A former colleague of mine once wrote that senior executive bonuses shouldn’t be paid out in the same calendar year, but delayed (perhaps 3 years) to ensure that the longer term success was the right outcome.

Those with more fortitude with change have, over the last decade, been embracing Open Source solutions for more of their software stack. The lack of licence restriction – and licence cost – makes it palatable.

The challenge is having the team who can not only implement potential software changes, but also support a new component in your technology stack. For incumbent operations and support teams, this can be an upskilling challenge; some wont want to learn something new, and will churn up large amounts of Fear, Uncertainty and Doubt (FUD). Ultimately, they argue it is better to just keep doing what we’ve always done, and pay the financial cost, instead of the effort to do something better.

Because better is change, and change is hard.

An Example

Several years ago, my colleagues helped rewrite a Java based application and change the database from Oracle, to PostgreSQL. It was a few months from start to finish, with significant testing. Both the Oracle and PostgreSQL were running happily on AWS Relational Database Service (RDS).

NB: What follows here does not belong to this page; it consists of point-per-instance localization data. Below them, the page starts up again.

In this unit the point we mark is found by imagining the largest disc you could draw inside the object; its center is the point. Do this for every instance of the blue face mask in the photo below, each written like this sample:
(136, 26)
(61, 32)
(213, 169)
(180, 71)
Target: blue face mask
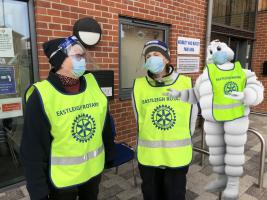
(220, 57)
(154, 64)
(78, 67)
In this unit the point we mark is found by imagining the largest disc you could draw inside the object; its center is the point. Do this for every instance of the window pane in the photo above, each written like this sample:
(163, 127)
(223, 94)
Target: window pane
(133, 39)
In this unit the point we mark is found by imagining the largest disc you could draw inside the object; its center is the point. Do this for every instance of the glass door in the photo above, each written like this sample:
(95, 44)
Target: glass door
(15, 77)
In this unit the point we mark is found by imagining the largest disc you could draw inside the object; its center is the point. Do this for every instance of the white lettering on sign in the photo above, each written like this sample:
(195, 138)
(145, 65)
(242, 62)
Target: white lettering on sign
(187, 45)
(187, 64)
(107, 91)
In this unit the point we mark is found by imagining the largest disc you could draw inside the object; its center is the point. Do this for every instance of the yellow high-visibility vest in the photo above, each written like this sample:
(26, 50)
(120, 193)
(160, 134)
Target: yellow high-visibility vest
(77, 120)
(164, 137)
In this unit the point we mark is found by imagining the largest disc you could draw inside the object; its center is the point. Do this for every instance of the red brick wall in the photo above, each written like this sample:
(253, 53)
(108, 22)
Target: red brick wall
(260, 55)
(55, 19)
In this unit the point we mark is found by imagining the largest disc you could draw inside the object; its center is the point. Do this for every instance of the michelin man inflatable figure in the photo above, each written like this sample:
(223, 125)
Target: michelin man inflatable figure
(224, 91)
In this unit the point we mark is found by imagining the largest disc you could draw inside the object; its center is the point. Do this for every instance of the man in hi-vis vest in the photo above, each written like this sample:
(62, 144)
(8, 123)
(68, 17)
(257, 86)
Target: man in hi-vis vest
(165, 126)
(66, 139)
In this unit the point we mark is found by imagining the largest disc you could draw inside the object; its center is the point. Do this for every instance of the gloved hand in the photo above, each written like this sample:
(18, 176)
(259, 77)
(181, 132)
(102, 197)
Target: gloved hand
(172, 93)
(236, 96)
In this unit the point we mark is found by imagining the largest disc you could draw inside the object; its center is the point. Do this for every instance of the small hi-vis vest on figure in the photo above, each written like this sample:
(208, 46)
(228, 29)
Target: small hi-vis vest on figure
(77, 120)
(223, 83)
(164, 137)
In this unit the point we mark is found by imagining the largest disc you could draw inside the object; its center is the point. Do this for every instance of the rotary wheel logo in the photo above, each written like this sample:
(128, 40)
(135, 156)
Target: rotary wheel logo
(163, 117)
(230, 87)
(83, 128)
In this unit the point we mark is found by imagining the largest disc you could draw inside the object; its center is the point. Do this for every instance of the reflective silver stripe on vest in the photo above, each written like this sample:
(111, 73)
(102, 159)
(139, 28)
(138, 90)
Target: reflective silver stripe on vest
(217, 106)
(76, 160)
(164, 144)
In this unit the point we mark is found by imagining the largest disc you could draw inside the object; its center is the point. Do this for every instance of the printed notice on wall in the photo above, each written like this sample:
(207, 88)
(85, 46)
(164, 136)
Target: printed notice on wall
(7, 80)
(187, 64)
(6, 43)
(187, 45)
(11, 107)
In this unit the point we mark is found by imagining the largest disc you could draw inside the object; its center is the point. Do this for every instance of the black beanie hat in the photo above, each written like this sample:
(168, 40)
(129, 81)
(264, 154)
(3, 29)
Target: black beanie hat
(157, 45)
(50, 47)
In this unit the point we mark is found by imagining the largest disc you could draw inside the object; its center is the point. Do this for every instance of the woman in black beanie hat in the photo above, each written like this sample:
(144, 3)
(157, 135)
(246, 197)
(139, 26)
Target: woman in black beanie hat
(165, 126)
(66, 138)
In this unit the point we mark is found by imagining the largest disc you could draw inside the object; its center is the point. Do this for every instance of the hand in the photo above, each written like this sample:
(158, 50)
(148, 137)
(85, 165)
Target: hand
(236, 95)
(172, 93)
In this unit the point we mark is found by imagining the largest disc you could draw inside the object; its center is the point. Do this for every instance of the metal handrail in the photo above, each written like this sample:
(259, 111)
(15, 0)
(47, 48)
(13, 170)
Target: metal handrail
(262, 154)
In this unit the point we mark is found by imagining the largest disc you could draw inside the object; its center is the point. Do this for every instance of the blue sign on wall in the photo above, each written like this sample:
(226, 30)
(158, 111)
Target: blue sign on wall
(7, 80)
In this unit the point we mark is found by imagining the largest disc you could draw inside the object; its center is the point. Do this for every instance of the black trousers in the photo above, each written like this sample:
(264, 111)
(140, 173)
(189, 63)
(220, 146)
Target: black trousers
(86, 191)
(159, 184)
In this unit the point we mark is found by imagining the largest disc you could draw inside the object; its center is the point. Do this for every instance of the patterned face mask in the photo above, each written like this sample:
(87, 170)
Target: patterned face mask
(78, 67)
(154, 64)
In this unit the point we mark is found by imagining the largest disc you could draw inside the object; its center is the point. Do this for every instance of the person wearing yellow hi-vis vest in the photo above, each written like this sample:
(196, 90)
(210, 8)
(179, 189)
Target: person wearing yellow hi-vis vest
(66, 140)
(165, 126)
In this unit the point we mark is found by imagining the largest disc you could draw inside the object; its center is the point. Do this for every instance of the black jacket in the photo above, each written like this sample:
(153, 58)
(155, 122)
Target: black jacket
(36, 142)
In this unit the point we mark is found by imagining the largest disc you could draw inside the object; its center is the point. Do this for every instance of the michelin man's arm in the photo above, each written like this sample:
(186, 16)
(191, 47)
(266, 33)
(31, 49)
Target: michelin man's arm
(254, 90)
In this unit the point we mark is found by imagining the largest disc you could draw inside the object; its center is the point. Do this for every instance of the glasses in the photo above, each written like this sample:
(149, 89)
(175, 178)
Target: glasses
(78, 56)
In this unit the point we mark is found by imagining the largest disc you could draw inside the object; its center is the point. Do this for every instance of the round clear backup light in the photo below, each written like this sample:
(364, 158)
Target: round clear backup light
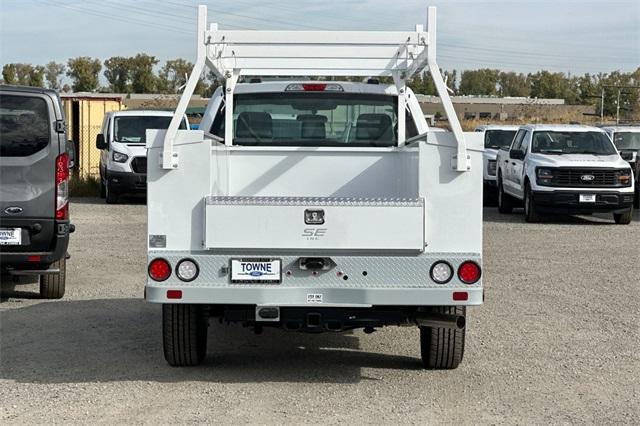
(187, 270)
(441, 272)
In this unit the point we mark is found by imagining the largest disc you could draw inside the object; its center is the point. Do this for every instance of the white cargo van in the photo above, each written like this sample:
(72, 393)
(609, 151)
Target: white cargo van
(123, 156)
(315, 205)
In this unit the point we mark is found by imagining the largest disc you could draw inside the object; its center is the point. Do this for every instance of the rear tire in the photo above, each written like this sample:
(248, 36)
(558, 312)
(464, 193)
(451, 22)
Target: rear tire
(443, 348)
(531, 213)
(111, 197)
(505, 203)
(52, 286)
(184, 333)
(623, 218)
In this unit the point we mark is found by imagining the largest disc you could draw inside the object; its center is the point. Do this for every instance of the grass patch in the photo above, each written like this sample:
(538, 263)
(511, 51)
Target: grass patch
(84, 186)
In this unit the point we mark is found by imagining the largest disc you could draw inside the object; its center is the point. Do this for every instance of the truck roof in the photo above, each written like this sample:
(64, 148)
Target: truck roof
(561, 128)
(347, 87)
(142, 112)
(631, 129)
(486, 127)
(27, 89)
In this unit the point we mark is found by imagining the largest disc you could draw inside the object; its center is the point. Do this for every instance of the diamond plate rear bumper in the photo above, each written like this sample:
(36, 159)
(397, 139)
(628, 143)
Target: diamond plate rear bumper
(371, 280)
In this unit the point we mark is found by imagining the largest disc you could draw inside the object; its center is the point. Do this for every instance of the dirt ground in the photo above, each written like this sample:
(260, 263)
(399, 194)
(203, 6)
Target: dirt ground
(557, 341)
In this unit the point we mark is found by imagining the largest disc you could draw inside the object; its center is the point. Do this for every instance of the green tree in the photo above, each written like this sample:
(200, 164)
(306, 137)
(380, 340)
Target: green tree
(513, 84)
(545, 84)
(423, 84)
(143, 79)
(84, 71)
(117, 72)
(479, 82)
(174, 74)
(52, 73)
(9, 74)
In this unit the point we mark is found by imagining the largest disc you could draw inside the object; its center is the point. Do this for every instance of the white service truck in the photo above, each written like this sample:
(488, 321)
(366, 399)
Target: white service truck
(496, 136)
(314, 205)
(569, 169)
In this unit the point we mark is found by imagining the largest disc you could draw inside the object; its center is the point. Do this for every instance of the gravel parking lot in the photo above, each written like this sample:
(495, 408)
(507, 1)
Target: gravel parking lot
(557, 341)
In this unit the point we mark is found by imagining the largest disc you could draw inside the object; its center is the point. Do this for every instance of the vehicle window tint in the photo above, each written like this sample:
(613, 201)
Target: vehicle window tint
(315, 119)
(518, 140)
(25, 127)
(525, 143)
(627, 140)
(497, 139)
(568, 142)
(132, 129)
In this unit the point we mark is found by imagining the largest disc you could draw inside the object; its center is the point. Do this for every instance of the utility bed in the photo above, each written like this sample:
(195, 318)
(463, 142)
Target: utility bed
(314, 205)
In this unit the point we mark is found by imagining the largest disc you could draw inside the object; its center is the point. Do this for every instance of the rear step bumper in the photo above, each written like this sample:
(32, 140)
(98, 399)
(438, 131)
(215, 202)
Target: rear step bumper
(14, 261)
(51, 271)
(321, 297)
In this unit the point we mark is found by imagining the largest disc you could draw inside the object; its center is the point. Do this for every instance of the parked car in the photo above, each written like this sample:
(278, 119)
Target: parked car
(35, 157)
(568, 169)
(315, 206)
(627, 140)
(495, 137)
(123, 155)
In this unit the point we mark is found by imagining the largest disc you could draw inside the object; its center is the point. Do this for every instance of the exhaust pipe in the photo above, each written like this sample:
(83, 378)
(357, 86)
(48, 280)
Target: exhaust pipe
(437, 320)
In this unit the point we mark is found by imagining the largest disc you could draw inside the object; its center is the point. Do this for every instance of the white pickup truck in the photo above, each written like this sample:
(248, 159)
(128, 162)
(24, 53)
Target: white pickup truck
(314, 205)
(627, 141)
(567, 169)
(495, 137)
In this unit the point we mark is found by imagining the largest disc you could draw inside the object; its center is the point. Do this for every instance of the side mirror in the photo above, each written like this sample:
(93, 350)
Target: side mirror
(100, 141)
(71, 152)
(628, 156)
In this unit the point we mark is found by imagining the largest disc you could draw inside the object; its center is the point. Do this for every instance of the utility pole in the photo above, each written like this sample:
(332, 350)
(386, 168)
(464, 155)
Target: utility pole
(602, 106)
(618, 108)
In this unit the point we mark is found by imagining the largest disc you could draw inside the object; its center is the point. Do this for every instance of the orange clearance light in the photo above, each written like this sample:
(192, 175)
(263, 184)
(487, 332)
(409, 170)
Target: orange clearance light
(174, 294)
(460, 295)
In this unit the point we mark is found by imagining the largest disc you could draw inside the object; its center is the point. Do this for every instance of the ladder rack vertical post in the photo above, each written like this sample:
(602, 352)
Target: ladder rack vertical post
(230, 86)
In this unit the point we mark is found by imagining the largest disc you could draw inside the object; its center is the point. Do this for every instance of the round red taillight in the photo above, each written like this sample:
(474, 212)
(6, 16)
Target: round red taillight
(159, 269)
(469, 272)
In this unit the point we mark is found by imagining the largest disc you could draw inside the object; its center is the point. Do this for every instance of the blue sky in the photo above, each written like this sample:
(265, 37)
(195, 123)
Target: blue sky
(574, 36)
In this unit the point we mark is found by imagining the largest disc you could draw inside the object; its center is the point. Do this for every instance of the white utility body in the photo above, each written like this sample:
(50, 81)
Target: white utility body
(315, 205)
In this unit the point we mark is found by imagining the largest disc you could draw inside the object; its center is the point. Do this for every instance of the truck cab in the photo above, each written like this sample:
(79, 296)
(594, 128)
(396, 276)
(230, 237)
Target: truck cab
(495, 137)
(35, 158)
(627, 141)
(568, 169)
(123, 156)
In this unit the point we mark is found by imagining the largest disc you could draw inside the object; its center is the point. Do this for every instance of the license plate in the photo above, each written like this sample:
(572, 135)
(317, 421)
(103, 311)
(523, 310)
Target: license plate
(248, 271)
(10, 236)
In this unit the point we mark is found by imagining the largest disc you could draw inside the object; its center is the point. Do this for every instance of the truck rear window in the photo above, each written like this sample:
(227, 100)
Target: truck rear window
(314, 119)
(132, 129)
(25, 127)
(497, 139)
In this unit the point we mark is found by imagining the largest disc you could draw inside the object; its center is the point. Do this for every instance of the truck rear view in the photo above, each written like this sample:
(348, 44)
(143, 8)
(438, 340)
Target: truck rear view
(315, 205)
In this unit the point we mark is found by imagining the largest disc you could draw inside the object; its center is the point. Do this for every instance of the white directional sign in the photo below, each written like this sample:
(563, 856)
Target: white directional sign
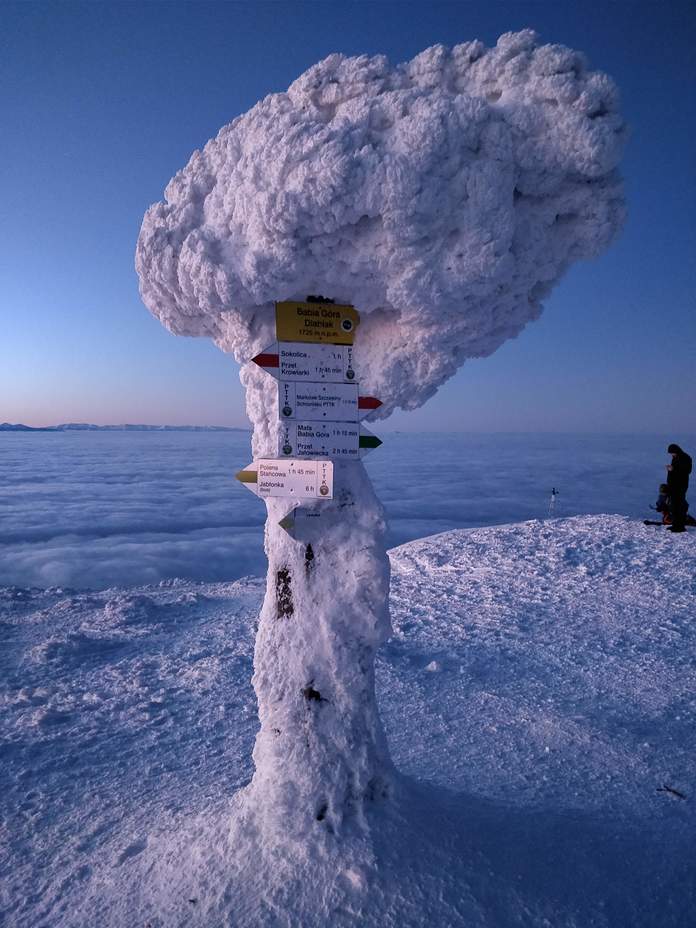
(288, 479)
(295, 361)
(318, 402)
(345, 441)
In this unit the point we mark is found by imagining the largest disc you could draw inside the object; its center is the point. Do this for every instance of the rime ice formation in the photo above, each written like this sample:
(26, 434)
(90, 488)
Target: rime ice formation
(443, 198)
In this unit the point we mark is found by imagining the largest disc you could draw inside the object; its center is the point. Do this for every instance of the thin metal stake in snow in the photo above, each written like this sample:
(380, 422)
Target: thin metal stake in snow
(552, 501)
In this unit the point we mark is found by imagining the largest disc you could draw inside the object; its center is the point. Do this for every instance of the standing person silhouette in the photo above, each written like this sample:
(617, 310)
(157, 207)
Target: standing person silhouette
(678, 482)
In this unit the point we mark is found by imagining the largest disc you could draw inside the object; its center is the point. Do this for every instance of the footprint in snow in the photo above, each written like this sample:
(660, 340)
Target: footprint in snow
(137, 847)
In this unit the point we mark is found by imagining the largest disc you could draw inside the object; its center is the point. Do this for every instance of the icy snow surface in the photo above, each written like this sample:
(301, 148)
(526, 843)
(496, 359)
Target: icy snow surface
(537, 693)
(444, 197)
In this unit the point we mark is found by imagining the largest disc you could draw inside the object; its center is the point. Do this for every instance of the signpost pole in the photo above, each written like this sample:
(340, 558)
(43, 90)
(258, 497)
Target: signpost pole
(320, 754)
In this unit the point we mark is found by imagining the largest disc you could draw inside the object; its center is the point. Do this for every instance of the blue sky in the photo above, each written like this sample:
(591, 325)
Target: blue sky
(101, 103)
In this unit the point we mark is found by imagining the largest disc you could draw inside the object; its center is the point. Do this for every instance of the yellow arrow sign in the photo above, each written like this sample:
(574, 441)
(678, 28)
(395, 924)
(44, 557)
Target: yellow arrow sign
(316, 322)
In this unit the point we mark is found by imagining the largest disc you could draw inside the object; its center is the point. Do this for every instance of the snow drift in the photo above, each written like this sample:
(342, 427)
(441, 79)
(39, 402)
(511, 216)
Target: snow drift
(444, 197)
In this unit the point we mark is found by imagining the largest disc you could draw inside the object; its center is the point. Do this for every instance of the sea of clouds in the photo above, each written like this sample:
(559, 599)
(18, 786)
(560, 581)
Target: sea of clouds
(119, 509)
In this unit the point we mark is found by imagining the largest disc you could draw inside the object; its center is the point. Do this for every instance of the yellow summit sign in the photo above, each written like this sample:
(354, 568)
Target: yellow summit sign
(330, 323)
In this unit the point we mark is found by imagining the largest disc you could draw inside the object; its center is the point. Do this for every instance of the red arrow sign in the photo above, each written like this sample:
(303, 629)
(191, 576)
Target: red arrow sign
(267, 360)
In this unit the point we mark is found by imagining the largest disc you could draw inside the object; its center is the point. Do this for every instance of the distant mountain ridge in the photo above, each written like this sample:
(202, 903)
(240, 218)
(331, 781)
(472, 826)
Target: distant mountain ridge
(88, 427)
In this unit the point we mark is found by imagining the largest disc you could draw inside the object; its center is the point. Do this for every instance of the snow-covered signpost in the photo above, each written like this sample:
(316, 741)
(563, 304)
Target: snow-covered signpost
(442, 198)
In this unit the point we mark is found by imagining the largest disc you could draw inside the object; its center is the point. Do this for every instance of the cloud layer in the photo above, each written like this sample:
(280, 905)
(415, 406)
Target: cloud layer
(120, 510)
(444, 197)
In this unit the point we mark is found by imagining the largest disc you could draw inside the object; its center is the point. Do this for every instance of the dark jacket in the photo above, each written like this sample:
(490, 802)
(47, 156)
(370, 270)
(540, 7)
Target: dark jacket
(662, 504)
(678, 476)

The database was simple table storage, but the original application developers already had a site license for Oracle, and since that’s what they had, that’s what they’ll use.

At the end of the project, the cost savings were significant. The return on investment for the project services to implement the change was around 3 months, and now, years later, the client is so much better off financially. It changed the trajectory of the TCO spend.

The coming software apocalypse

So all these licences that are starting to hold back innovation are becoming progressively problematic. The time that security requirements tighten again, you’re going to hear a lot of very large, legacy software license agreements disintegrate.

Meanwhile, some clod providers can bundle the software licence into the hourly compute usage fee. If you use it, you pay for it; when you don’t use it, you don’t pay for it. if you want a newer version, then you have flexibility to do so. Or perhaps event to stop using it.